Health Institute Alive Fellowship
Web searches suggest that this was really the Alive Fellowship of Harmonious Living (where Alive is short for “A Living Inner Vitality Experience”), a nonprofit that had developed out of a for-profit company called the Polarity Health Institute. PHI was originally founded “to promote the understanding of energy and its function in the human body as developed by Dr. Randolph[…] Stone (a philosopher, Chiropractor, and Osteopath who retired in 1973),” according to 1984 legal proceedings. When it shifted to a nonprofit, the AFHL promoted “Polarity theology” and worked to “[enable] the individual to look into his own mind and to root out those diseased parts that have caused depression, insecurity, confusion, loneliness or unhappiness that has led to imbalances elsewhere in his body.”

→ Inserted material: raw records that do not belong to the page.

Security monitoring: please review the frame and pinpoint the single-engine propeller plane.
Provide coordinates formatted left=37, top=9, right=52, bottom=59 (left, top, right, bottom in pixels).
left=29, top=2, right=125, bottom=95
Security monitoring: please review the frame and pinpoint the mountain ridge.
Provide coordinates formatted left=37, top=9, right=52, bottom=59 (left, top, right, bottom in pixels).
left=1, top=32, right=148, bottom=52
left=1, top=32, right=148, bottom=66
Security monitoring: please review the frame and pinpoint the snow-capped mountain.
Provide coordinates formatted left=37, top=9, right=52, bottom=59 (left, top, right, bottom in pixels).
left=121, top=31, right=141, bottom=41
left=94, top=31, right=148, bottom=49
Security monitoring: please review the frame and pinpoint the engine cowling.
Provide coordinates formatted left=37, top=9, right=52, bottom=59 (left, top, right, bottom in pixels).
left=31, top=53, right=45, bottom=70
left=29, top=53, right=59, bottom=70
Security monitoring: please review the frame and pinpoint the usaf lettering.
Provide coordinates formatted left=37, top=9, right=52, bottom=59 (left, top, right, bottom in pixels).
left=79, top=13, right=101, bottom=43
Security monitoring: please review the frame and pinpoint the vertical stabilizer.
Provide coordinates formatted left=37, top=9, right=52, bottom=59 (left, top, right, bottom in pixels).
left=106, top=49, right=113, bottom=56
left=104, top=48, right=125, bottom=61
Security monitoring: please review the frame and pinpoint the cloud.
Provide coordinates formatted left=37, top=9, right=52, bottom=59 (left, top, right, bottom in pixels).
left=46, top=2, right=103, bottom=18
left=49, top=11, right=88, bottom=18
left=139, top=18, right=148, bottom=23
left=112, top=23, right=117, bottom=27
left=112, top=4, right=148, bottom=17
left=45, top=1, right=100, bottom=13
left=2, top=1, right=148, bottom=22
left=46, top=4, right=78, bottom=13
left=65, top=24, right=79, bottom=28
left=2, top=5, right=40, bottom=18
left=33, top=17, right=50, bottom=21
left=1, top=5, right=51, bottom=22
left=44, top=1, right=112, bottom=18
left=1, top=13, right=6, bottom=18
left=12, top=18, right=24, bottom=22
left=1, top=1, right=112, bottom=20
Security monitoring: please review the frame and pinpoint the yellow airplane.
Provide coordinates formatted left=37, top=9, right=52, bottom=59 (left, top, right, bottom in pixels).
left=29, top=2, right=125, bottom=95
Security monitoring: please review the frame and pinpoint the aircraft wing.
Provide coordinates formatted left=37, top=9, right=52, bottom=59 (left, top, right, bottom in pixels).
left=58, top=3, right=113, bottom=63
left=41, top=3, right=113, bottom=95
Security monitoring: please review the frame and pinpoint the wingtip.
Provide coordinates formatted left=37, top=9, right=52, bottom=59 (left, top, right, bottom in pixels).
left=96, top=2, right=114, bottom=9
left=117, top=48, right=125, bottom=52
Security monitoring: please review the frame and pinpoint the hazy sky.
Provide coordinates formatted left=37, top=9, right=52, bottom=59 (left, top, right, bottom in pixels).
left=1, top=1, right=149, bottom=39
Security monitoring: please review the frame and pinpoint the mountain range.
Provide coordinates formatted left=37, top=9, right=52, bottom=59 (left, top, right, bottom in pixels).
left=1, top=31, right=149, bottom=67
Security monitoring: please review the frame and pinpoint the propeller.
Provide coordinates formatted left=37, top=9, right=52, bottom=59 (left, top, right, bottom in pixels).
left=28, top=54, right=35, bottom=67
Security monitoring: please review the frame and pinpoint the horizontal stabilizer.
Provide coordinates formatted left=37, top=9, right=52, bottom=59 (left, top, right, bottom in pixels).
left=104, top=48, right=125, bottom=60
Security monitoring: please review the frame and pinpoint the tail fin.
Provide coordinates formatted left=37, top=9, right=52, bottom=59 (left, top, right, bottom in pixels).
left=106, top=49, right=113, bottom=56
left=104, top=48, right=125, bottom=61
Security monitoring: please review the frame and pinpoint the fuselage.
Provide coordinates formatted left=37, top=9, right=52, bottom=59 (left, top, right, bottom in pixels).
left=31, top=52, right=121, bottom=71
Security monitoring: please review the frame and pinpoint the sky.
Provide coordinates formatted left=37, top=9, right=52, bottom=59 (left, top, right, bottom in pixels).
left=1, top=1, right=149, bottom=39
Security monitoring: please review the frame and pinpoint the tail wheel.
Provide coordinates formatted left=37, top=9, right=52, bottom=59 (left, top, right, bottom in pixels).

I see that Polarity Therapy is still around. Their website says: “Polarity Practitioners do not diagnose or treat illnesses; rather they assess where you are out of balance energetically, and support you coming back into balance naturally. It is not intended as a replacement for other forms of therapy or healthcare.”
I still don’t know whether Marcy went to AFHL with the hope of getting better or whether she went there expecting to die, but nothing that I’m finding about AFHL talks about them as a place that cares for people who are dying, so I’m guessing the former. I don’t know what led her to AFHL—she certainly had connections to lots of other alternative medicine, but this particular kind isn’t something that I’ve heard of before.
See also an ad for Alive Polarity in a 1981 issue of Vegetarian Times (p. 83).
“nearly seven years”
That’s really confusing. It does match what I had remembered being told as a kid, that Johrei kept Marcy alive for six years longer than the doctors expected; but it doesn’t seem to match what I thought I had understood from these letters, where there’s no mention of any kind of blood-related illness until early 1977, and no mention of anything other than anemia until 1978. So I’m now even more confused than I was before about how long she was ill and how long she knew it was leukemia.